The Tekbox TBSL1 represents a new milestone in telemetry unit design. Rather than being locked to a particular communications technology,  the TBSL1 puts the modem components on a separate daughter board. Customers can purchase a bare TBSL1 and then fit the module for the required communications method: LoRa WAN, CatM1/NB1 or WiFi. The RTU will automatically detect which type of modem is fitted and adjust accordingly.. Readings captured by the TBSL1 are sent to the Sensori platform for display. But if you want to use an alternative platform, you can.


tbsl1 in citrus_120


The TBSL1 is built into a powder coated aluminium case. A breather vent is fitted to the top of the case to prevent moisture build-up. Waterproof connectors are used for the solar panel (5pin) and sensor (7pin)  inputs. The antenna mounts to a TNC connector on top of the case. A bracket is fitted to the rear of the case to allow the unit to be fixed to a post or mast..


Inputs and Outputs


The primary purpose for the TBSL1 is as an SDI-12 RTU. But for added flexibility it also carries two analogue inputs and one pulse counter inputs (for connection to rain gauges and flow meters). The relay output on the TBSL1 can be turned on in response to an alarm condition.


Rechargeable Battery


Power for the TBSL1 comes from an 18650 size rechargeable battery. Depending on sensor load and transmission interval, the unit may be charged via either 6V 2 watt or 6V 5 watt solar panel (12V panes must not be used).




The TBSL1 is configured using the Tekbox TBSL1 Console program. This program allows you to nominate what sensors are attached and the interval at which they will be read. You can also specify sensor warm up times.
The GUI gives access to all of the communications parameters. In a 3G/4G environment, this includes details such as the server type and login credentials. ON a LoRa WAN unit it includes the network join type, encryption keys and transmission interval.
With the GUI you can send commands to the attached SDI-12 sensors, for configuration and testing and can also send commands to the modem .

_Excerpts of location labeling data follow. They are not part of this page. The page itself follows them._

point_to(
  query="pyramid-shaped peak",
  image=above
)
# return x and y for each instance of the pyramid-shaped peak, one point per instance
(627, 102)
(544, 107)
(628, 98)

Alarms may be set on the value of any of the internal or external sensor channel, or on the value of a calculated channel . When an alarm is triggered the units may send an SMS to one or more recipients (3G/4G units) or send a message via the server (LoRa WAN units) . Further alarms may be generated from  within n the server  software once the data reaches it




The TBSL1-LO is the designation given to the unit when it is fitted with a LoRa WAN modem module. This module utilises a LoRa WAN modem manufactured by Rising HF..
 The TBSL1-LO is normally supplied with a 900 MHz radio module allowing it to be used on the Australian, US and Asian channel plans: AS915, US915 and AS923.  An 868 MHz module for use in Europe may also be supplied on request.
For more details, see the TBSL1-LO brochure.




The 4G version of the TBSL1 uses a world band Quectel modem which supports both NB1/2 and Cat M1..
The TBSL1-4G sends the captured readings out via the MQTT protocol, meaning it can be integrated easily with many of the emerging “IoT” (Internet of Things) packages. Transfer is also available via FTP and HTTP.  Alternatively the data can be pushed to the Tekbox IoT broker so it can be accessed alongside data from the various LoRa WAN unit. TBSL1-4G Brochure.




The WiFi option is only available in the TBSL1-DC, a version of the TBSL1 designed to run on Alkaline batteries. Alkaline cells are cheap, readily available and have high capacity. Coupled with the low power requirements of the WiFi modem, you can expect long life from a set of batteries. You can deploy the TBSL1-WIFI anywhere you have WiFi signal. The standard antenna will give a range of 30 to 50 metres. Switch it to a directional Yagi antenna and you can achieve up to 1km range.